Rectified Adam and LAMB Optimizers
The problem of high variance gradients in the early stages of training can be addressed by using a warmup phase in a learning rate scheduler, the rectified adaptive momentum optimizer, or the LAMB optimizer. A warm-up phase addresses the problem of high variance gradients in the early stages of training a transformer by continuously increasing the learning rate at the beginning before learning rate decay so that the model’s weights are within a more suitable neighborhood before fine-tuning them. The Rectified Adam optimizer approaches the problem of gradient variance by adjusting its learning rate based on the exponential moving averages inside the adaptive momentum optimizer. A proposed solution to the amplification problem in post-normalization transformers trained with RAdam is to initialize the weights that control the variance of layer outputs in the early stage of training, namely ADMIN initialization. The LAMB optimizer addresses the problem of the amplification effect by using an adaptive learning rate for each layer in the model and the problem of gradient variance by using a large batch size.
Tips and Tricks
When faced with difficulty training a transformer model, consider increasing the number of warmup steps in the learning rate scheduler, using either RAdam or LAMB for the optimizer, and using a pre-normalization convention within the transformer model architecture. Larger batch sizes also help to stabilize the training of transformers. Hyperparameters should be carefully chosen depending on the variant of the transformer being implemented and can significantly impact model performance. Averaging the weights of the checkpoints in the final stages of training can help model performance considerably as it helps to combat the problem of more recent training examples having a disproportionate effect on the model’s output.
Alternative Modalities
Transformer models are not just useful for natural language processing tasks. The Vision Transformer model, for example, models image data.

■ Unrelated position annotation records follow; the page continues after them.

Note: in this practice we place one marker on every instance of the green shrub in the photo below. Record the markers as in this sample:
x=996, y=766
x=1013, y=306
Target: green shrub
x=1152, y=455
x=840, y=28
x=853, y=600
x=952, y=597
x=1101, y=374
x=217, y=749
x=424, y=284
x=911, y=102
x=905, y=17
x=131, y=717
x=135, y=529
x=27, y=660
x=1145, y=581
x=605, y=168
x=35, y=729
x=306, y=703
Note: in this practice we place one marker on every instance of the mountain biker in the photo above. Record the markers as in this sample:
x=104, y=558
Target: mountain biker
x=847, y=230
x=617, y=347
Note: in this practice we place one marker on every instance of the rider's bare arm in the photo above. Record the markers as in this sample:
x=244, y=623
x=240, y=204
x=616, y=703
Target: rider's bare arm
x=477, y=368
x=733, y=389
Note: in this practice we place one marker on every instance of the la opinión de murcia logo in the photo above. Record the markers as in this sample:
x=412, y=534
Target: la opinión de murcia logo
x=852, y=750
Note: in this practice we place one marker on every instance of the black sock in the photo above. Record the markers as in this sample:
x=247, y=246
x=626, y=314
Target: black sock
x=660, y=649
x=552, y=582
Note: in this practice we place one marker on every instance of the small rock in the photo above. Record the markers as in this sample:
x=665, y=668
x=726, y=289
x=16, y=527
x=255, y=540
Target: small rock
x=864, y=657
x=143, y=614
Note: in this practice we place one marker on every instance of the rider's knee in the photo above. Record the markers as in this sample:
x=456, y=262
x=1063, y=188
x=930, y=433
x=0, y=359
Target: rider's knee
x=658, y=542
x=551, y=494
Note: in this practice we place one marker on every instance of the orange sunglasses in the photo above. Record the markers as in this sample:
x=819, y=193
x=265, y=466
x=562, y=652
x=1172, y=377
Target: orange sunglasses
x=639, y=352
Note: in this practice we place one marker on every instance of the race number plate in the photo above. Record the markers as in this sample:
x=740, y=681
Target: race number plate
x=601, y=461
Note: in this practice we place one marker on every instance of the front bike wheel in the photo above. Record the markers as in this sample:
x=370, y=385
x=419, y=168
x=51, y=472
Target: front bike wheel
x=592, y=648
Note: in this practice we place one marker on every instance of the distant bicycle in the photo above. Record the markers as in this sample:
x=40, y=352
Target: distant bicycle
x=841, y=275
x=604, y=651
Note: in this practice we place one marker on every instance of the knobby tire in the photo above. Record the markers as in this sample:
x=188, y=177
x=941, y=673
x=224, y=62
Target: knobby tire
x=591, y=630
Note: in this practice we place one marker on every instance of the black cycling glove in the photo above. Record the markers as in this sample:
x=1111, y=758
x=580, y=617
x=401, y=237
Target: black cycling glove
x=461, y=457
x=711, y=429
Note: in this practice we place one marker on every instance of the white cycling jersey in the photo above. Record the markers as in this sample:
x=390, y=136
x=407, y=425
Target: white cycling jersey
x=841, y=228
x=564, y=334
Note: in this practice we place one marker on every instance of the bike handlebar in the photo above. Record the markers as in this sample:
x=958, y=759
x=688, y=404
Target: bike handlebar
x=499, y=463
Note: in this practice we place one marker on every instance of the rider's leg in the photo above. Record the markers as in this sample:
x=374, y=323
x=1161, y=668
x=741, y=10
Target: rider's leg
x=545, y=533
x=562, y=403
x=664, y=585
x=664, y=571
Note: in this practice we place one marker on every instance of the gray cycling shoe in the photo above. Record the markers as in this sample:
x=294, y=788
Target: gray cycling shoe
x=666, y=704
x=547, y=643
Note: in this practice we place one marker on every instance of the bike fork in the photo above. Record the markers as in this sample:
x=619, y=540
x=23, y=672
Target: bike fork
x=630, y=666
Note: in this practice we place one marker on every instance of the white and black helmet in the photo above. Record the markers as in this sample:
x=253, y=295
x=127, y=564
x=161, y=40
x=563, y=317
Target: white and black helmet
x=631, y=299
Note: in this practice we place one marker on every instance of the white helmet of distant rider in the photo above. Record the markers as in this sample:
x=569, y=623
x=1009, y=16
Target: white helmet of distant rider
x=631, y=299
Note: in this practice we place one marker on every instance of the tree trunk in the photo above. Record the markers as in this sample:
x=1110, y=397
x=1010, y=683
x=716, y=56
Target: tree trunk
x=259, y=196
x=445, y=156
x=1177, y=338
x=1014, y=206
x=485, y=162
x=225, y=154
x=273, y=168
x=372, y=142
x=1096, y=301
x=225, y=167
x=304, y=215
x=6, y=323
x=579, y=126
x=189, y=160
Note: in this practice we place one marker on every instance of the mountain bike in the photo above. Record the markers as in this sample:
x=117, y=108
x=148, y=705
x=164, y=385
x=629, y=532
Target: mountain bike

It does this by dividing an image into patches and can take features from a pre-trained computer vision model, such as the Inception model from each patch. It turns the input image into a sequence of symbolic representations of the content of the patches of the image. A more general variant of the transformer model is the Perceiver transformer. The Perceiver uses the input combined with Fourier features and cross attention with a latent learnable vector and iterative attention more similarly to a recurrent neural network to model various data modalities.
Thoughts on Transformers
Transformer models are a dominant model architecture. I believe that they will continue to scale well, learn from fewer examples than other models, and store vast amounts of data. They will benefit from big data while other models will be more suited to smaller data sets or when prediction speed matters more than accuracy. In general, I expect transformers to become more prevalent in various domains.